Stain Removal
Do you know the panic of getting a stain on a beloved or brand new piece of clothing? Just ask Kerri Ann—this is my life. We have more Tide-to-Go sticks lying around our house than I can count, and yet they always seem empty when I need them! When I get something on my clothes there’s always that initial hope that maybe it won’t be that bad, maybe it will come out with some spit and elbow grease, maybe just a wet cloth, maybe in the wash. But when it’s grease, or ink, or grass, or some other foe of fabric, despair is soon to set it. You can labor for hours over the garment, using every method Grandma taught you or Google suggested, but it’s all to no avail. It’s ruined. The stain has set. Your favorite pair of pants, the only one dress that fits right, that suit you have loved for ages—ruined, done for, permanently marked for the whole world to see.
Now, forget about your clothes for a minute, because that’s actually the condition of your soul. Sin seeps into your soul like red wine on white carpet. It’s not going anywhere. It soaks in deep. Sin mars your soul that was once a beautiful semblance of the image of God. But now that is tainted. Now that is ruined, done for—you have been permanently marked for the whole world to see by your own filthy wickedness, impurity, and sin. You have been stained.
When our clothes are stained beyond repair there’s really not much more to do than to throw them out. Hmm… maybe that’s what we should do to your soul. Toss it. Discard it in the incinerator. After all, it’s useless, isn’t it? It’s spotted and ruined and who would have use of it now?
Well, this is where the Gospel changes things. Because in the Gospel we are presented with a stain-removing Savior, Jesus Christ. There is hope for your blemished, tarnished soul in His hands. Perhaps you believe that to be true about some sins. Some sins are easy to get out, you think. They’re not all that bad, you tell yourself. All you need is a little prayer. But then there are other sins that you can’t even bare to think on. Past sins that have damaged you so harshly, torn into you so thickly, stained you so deeply that you have convinced yourself there is no chance of cleanliness. But that’s not the message of the Gospel, my friends. For this is what Jesus tells you: “Though your sins are like scarlet, they shall be white as snow; though they are red like crimson, they shall become like wool” (Isaiah 1:18).

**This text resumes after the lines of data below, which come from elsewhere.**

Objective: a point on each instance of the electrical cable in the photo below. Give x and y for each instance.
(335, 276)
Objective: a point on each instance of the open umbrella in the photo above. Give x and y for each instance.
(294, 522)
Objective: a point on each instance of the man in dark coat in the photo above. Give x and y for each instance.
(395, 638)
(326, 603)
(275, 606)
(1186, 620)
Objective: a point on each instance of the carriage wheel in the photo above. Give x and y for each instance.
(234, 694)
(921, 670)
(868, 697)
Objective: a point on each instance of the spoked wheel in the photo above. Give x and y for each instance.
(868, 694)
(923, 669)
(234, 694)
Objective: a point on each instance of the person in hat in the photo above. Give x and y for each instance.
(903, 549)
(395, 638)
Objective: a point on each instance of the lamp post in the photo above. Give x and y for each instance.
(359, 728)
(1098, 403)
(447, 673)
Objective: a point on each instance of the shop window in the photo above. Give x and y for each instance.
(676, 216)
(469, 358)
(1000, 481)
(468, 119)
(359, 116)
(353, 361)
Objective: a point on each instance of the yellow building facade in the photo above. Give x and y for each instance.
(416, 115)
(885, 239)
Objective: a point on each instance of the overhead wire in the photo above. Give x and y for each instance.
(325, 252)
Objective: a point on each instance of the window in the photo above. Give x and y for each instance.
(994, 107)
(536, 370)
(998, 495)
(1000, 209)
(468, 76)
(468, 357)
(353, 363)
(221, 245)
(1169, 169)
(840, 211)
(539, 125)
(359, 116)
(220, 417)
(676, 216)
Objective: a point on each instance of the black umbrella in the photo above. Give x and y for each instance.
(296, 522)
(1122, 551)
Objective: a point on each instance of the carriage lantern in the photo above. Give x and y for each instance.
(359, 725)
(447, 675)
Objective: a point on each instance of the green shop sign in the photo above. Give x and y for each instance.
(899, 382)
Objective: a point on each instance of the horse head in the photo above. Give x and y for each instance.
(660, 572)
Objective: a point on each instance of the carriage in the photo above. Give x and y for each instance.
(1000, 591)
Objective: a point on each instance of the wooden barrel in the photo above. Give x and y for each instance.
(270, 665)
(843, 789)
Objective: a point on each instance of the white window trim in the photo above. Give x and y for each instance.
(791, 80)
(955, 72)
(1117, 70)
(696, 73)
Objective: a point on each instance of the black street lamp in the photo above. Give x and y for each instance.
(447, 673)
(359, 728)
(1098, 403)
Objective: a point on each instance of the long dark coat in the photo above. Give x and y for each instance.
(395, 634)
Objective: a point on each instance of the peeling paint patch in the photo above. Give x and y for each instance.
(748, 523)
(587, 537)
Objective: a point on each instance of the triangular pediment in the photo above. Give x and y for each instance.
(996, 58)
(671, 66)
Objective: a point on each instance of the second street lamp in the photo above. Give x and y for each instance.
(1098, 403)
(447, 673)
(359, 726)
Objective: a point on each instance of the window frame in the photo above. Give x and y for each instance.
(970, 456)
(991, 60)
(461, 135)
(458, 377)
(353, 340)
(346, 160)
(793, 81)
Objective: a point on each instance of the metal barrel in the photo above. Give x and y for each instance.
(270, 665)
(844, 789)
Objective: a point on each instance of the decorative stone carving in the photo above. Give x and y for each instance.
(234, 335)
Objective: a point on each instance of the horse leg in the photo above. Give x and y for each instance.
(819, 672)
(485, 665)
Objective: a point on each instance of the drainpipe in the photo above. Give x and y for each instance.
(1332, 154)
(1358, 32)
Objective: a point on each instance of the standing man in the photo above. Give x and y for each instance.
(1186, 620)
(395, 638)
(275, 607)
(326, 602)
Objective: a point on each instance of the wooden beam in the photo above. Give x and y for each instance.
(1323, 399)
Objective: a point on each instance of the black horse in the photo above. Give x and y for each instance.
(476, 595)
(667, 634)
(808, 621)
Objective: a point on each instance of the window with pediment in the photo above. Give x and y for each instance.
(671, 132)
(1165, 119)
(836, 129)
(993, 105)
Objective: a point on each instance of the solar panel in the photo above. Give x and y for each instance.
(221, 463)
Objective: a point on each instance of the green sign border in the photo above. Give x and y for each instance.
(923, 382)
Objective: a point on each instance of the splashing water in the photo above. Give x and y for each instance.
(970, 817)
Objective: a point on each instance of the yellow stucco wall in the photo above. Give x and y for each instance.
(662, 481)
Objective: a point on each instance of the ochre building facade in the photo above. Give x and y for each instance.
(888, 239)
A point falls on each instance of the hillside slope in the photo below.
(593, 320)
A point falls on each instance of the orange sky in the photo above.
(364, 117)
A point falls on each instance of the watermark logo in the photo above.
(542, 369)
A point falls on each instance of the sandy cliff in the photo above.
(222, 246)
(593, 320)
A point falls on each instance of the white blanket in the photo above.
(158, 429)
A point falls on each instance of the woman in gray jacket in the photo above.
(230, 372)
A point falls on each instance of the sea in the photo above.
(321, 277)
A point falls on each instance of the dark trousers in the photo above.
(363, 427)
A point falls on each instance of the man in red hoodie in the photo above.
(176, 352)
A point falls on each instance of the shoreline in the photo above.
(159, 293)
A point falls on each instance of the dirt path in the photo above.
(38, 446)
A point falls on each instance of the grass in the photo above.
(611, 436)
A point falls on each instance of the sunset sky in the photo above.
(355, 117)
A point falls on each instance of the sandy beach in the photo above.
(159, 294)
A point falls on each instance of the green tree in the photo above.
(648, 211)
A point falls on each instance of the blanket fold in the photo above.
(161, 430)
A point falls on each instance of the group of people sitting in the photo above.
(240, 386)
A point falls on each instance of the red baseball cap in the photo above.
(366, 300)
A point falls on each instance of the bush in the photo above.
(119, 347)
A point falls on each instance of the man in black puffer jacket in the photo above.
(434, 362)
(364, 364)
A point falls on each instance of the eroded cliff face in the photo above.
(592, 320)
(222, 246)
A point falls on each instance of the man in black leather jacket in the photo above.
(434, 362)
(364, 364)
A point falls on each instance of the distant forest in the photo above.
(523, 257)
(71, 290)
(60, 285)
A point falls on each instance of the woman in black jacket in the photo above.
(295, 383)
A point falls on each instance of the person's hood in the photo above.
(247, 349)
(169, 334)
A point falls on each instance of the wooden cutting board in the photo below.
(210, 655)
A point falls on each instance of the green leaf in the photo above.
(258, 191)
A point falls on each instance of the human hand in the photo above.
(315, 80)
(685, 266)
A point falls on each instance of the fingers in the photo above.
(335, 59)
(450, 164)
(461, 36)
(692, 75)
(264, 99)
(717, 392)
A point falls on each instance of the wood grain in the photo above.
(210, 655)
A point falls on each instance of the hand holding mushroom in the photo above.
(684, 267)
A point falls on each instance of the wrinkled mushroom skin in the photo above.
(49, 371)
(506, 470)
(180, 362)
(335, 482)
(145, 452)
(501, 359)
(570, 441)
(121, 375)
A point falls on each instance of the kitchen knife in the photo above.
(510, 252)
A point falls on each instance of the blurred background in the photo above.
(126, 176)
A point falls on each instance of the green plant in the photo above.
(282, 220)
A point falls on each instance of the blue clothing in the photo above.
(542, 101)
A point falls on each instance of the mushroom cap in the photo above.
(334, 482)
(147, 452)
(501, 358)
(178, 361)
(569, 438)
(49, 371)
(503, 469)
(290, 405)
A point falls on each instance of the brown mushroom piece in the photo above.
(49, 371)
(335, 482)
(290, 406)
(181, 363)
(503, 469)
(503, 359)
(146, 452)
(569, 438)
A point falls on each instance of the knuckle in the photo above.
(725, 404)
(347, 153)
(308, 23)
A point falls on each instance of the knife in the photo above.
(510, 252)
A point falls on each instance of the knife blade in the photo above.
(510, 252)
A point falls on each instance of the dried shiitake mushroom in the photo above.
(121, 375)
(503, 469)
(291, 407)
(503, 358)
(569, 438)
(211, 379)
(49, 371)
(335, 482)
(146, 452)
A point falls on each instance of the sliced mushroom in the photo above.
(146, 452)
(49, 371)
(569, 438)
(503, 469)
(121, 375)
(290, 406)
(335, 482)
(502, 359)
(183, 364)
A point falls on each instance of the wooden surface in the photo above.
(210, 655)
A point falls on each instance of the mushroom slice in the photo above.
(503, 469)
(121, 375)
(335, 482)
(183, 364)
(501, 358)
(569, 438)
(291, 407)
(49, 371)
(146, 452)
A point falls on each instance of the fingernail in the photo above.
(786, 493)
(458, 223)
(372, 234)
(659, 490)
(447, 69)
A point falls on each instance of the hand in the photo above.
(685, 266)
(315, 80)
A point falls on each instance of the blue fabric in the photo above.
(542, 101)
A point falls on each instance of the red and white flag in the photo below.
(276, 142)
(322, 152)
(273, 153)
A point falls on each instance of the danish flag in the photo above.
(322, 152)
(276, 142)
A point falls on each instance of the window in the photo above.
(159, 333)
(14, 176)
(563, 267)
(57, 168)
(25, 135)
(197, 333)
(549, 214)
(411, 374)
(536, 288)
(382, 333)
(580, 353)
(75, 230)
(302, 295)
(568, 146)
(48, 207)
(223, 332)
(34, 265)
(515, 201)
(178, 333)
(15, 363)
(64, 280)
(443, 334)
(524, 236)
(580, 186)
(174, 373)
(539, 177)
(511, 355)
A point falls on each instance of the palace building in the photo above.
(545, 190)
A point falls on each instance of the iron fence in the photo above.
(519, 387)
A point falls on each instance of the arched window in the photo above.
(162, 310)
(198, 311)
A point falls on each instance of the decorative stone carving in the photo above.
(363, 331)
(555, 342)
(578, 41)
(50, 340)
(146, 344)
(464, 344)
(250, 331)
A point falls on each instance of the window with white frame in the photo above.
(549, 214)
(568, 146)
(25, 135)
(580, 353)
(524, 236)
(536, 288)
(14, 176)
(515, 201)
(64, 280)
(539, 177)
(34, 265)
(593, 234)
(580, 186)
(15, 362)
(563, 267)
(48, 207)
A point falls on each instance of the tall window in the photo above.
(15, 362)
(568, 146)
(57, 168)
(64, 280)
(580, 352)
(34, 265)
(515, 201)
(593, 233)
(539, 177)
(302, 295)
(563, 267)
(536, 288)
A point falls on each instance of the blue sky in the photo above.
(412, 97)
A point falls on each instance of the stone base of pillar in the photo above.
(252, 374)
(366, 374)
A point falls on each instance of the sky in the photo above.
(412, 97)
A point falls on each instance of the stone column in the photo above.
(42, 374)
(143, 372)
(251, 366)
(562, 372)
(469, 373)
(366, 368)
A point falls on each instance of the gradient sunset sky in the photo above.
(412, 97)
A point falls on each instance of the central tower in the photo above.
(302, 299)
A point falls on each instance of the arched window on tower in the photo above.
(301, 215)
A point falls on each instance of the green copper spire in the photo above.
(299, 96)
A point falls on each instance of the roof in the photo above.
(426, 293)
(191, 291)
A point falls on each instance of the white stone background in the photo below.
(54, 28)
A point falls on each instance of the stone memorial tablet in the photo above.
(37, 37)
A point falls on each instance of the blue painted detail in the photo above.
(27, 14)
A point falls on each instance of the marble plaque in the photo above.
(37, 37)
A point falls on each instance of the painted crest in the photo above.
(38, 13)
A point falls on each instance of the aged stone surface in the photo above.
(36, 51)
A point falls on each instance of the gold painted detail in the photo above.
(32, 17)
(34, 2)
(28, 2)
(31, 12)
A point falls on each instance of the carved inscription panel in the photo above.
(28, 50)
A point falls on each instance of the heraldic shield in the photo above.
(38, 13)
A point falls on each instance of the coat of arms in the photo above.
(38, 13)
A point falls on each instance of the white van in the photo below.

Your Savior has done this for you. He has gotten His hands dirty to make your soul clean. He made himself filthy that you might be spotless once again. His robes for mine—the glorious exchange! Dear brother and sister, this is news you need to hear today: you are clean in Christ. “He the bonds of sin has severed by His death upon the tree. Our transgressions not remembered: cast into the deepest sea. Thought of never; gone forever—foulness turned to purity.”